El problema actual sigue siendo el de siempre. La derecha, siempre egoísta y cobarde, se empeña –o se ve obligada– en intentar defender una monarquía vacua, sin arraigo, desacreditada, prescindible, que pende de un hilo, en vez de corregirla, la cual es, por ello, fácil blanco de la izquierda que esgrime contra ella una república utópica fácil y atractiva de vender como panacea y solución mágica de todos nuestros males, ocultando que en realidad sería el paso intermedio a la verdadera: totalitaria, opresiva, antinacional, destructiva de la nación y de la Patria, así como de la libertad, soberanía e independencia del pueblo español; en el colmo de la incoherencia, pretende una república en la que el presidente asuma el mismo vacuo papel que ahora el rey –gastos incluidos—, lo que sería sustituir al uno por el otro, o sea, cambiarlo todo para que todo siguiera igual… o peor aún, si imaginamos lo que sería una república presidencialista en la que un socialista desempeñara al tiempo la jefatura del Estado y la del Gobierno: una terrible dictadura.
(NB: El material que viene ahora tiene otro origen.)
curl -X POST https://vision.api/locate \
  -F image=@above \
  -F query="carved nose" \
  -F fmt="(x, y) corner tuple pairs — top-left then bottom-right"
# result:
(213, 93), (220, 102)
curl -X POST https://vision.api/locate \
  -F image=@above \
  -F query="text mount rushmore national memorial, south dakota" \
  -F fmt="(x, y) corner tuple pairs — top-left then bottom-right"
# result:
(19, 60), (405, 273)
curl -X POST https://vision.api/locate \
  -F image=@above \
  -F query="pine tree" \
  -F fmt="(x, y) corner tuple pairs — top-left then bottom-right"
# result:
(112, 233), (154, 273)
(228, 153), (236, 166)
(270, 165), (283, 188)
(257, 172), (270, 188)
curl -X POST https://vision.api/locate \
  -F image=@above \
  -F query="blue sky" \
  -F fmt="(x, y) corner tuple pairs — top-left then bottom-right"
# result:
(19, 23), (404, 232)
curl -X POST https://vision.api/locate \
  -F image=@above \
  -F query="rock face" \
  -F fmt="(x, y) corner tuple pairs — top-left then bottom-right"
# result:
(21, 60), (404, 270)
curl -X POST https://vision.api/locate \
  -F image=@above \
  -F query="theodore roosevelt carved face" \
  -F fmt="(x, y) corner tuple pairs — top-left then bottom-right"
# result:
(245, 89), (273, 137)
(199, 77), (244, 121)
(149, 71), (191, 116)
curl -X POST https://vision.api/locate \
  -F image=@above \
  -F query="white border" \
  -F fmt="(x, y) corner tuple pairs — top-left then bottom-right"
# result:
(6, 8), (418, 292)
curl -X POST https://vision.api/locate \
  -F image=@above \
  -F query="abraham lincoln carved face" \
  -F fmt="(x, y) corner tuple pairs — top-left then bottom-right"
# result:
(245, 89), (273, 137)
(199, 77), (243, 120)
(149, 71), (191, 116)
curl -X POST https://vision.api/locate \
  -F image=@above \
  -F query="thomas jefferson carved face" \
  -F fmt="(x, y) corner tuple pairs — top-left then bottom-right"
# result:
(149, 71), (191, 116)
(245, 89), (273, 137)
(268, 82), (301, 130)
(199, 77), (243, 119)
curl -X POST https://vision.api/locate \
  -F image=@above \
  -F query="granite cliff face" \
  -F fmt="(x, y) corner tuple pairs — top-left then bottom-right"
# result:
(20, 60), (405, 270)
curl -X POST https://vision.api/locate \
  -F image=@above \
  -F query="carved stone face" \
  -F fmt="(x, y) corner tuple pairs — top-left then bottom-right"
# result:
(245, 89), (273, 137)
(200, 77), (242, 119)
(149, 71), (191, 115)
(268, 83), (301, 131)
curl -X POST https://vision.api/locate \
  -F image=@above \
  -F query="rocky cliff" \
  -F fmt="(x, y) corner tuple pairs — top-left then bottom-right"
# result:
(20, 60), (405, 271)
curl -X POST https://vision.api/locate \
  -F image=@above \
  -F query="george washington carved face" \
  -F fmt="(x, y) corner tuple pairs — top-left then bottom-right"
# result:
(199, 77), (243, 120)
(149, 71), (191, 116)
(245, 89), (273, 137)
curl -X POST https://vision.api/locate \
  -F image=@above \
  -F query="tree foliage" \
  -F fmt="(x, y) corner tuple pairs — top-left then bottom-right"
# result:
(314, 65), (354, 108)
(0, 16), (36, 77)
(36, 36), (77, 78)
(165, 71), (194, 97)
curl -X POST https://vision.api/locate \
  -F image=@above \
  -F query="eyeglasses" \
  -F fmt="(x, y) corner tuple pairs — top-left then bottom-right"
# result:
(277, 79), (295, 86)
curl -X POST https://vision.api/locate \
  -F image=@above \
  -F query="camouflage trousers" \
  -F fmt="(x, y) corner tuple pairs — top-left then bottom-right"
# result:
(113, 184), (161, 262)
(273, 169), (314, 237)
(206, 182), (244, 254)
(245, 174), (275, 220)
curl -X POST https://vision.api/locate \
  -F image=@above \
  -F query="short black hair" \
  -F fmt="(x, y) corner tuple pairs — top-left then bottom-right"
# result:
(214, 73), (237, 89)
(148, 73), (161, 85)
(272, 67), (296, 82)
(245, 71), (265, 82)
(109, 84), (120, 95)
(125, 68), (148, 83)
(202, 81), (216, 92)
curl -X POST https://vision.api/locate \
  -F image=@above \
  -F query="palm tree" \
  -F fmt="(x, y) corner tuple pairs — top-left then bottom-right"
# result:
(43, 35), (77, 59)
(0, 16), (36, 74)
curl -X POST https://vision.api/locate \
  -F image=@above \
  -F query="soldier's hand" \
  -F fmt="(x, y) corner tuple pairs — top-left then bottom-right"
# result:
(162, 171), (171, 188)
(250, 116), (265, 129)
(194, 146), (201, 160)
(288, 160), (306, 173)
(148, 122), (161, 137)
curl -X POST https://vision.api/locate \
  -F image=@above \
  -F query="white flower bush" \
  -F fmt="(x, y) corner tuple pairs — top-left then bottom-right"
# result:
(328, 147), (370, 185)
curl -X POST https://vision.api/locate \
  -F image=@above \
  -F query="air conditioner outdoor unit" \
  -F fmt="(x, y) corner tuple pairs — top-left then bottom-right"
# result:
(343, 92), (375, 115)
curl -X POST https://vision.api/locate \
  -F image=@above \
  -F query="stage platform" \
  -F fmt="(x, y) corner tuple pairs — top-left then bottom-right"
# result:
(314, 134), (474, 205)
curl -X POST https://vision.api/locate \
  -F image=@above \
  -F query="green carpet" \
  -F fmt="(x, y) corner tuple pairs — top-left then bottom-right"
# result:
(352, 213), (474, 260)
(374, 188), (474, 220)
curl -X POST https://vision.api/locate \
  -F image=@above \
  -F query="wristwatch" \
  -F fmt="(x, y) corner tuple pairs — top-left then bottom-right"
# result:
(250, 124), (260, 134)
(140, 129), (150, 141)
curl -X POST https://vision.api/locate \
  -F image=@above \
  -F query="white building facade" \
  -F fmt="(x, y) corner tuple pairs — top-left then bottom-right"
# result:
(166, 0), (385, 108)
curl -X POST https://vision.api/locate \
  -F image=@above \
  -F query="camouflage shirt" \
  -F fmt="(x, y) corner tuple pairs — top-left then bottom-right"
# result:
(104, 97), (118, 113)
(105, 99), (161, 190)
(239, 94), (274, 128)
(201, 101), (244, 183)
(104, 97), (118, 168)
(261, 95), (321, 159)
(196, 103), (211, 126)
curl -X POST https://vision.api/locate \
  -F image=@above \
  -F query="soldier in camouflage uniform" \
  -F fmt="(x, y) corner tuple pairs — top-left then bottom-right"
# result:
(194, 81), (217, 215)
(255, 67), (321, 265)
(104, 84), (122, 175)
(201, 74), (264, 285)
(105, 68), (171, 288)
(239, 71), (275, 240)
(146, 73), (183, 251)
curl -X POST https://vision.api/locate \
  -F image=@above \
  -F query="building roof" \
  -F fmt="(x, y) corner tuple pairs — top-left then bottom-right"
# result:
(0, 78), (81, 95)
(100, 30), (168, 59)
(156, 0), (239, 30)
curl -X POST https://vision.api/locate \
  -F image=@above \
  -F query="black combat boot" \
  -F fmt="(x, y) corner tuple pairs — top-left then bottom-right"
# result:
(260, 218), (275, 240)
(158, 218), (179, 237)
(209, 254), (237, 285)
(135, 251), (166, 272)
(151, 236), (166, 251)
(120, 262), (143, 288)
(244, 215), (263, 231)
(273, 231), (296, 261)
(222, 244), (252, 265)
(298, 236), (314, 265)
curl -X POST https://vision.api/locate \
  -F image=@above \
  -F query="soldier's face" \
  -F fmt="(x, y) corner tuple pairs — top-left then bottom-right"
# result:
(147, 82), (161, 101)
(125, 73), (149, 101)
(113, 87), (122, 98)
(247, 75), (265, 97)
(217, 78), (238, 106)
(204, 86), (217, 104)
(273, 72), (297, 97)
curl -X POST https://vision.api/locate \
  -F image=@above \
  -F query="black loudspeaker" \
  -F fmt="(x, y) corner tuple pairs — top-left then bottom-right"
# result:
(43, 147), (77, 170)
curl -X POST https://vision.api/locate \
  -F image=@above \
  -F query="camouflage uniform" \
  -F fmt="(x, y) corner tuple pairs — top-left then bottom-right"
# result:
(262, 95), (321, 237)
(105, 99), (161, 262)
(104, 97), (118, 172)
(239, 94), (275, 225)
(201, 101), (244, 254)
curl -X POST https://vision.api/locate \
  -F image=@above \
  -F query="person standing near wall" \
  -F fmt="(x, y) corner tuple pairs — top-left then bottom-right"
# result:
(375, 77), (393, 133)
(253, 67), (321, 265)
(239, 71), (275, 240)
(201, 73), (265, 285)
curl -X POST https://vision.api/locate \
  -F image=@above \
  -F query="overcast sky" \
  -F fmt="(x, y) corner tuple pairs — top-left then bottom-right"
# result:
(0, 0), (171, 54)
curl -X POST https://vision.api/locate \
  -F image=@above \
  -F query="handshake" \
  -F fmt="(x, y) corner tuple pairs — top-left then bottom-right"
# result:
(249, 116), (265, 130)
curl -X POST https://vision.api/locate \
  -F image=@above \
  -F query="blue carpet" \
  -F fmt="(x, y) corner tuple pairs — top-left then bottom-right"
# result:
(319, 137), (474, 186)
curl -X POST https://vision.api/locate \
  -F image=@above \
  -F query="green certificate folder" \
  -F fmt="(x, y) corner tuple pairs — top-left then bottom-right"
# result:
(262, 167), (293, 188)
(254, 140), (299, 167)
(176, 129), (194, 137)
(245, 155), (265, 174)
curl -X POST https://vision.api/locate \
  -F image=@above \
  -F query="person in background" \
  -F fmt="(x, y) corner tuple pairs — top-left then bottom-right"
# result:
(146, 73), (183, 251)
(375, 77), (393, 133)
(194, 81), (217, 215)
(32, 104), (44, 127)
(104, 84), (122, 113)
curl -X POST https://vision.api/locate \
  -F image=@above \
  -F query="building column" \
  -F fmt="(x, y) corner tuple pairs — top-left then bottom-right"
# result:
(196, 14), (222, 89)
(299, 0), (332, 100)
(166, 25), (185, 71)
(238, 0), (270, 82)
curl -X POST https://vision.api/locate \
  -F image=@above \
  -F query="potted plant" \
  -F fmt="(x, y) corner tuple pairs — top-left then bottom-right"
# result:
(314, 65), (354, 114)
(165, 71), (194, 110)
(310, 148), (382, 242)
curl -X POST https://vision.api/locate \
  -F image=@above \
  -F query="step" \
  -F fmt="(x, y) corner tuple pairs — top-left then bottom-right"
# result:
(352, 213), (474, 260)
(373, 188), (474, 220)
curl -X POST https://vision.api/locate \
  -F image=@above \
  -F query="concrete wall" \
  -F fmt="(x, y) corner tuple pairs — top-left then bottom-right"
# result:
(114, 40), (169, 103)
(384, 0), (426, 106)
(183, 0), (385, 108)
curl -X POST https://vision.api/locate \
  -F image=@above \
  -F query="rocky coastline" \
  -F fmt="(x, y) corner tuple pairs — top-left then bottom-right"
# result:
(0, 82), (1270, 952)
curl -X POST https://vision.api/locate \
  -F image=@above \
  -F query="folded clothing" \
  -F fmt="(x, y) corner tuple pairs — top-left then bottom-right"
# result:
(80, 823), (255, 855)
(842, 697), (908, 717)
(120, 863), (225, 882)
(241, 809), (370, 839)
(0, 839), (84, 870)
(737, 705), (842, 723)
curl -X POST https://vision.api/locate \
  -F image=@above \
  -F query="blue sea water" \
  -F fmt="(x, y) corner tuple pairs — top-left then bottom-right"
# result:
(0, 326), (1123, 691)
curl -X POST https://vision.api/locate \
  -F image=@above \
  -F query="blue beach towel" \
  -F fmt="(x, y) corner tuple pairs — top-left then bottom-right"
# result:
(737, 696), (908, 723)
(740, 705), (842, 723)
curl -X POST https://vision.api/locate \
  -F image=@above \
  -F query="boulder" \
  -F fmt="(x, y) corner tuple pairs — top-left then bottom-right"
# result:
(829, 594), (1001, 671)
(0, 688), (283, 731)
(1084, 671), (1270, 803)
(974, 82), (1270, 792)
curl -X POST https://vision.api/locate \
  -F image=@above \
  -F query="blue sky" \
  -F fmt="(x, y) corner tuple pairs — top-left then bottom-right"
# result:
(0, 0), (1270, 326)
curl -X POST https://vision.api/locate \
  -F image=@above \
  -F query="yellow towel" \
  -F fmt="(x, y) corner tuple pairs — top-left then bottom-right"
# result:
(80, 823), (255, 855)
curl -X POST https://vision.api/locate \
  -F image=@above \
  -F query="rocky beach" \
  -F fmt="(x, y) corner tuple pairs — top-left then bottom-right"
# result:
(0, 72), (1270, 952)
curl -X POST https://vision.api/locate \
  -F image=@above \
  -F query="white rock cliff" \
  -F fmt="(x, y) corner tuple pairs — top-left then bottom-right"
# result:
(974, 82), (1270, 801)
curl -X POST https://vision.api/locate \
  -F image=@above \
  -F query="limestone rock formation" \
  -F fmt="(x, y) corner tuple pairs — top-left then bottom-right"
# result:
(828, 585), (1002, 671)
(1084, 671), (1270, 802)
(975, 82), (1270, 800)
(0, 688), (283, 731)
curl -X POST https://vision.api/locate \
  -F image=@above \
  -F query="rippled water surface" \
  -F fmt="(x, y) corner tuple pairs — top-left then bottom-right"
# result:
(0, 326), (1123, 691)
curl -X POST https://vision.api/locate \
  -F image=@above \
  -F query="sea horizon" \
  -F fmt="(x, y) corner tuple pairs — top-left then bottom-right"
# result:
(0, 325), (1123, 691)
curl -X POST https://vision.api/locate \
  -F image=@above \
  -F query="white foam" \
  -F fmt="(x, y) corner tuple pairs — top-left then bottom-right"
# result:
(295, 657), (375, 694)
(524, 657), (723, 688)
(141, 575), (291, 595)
Así pues, la monarquía caduca por haber incumplido su principal papel, defendida injustamente por la derecha, no tiene alternativa republicana porque la izquierda sólo la entiende totalitaria y antinacional, y la derecha ni quiere oír su nombre.
España se encuentra de nuevo en la tesitura de sufrir una monarquía inane o caer en una república dictatorial. Y es que ni izquierda ni derecha serían capaces de llegar a un acuerdo sobre la implantación de una república nacional verdadera que sustituyera a la monarquía porque, aunque lo hicieran, la izquierda no tardaría en empujar a dicha república hacia la dictadura, proceso que la derecha no sabría ni sería capaz de neutralizar.
PD.- Volvemos entonces a mirar, como siempre también, a las Fuerzas Armadas, sólo que esta vez parecen más ausentes que nunca, y peor aún: sin personalidad ni categoría para asumir el deber y la responsabilidad de enderezar la autodestructiva deriva nacional.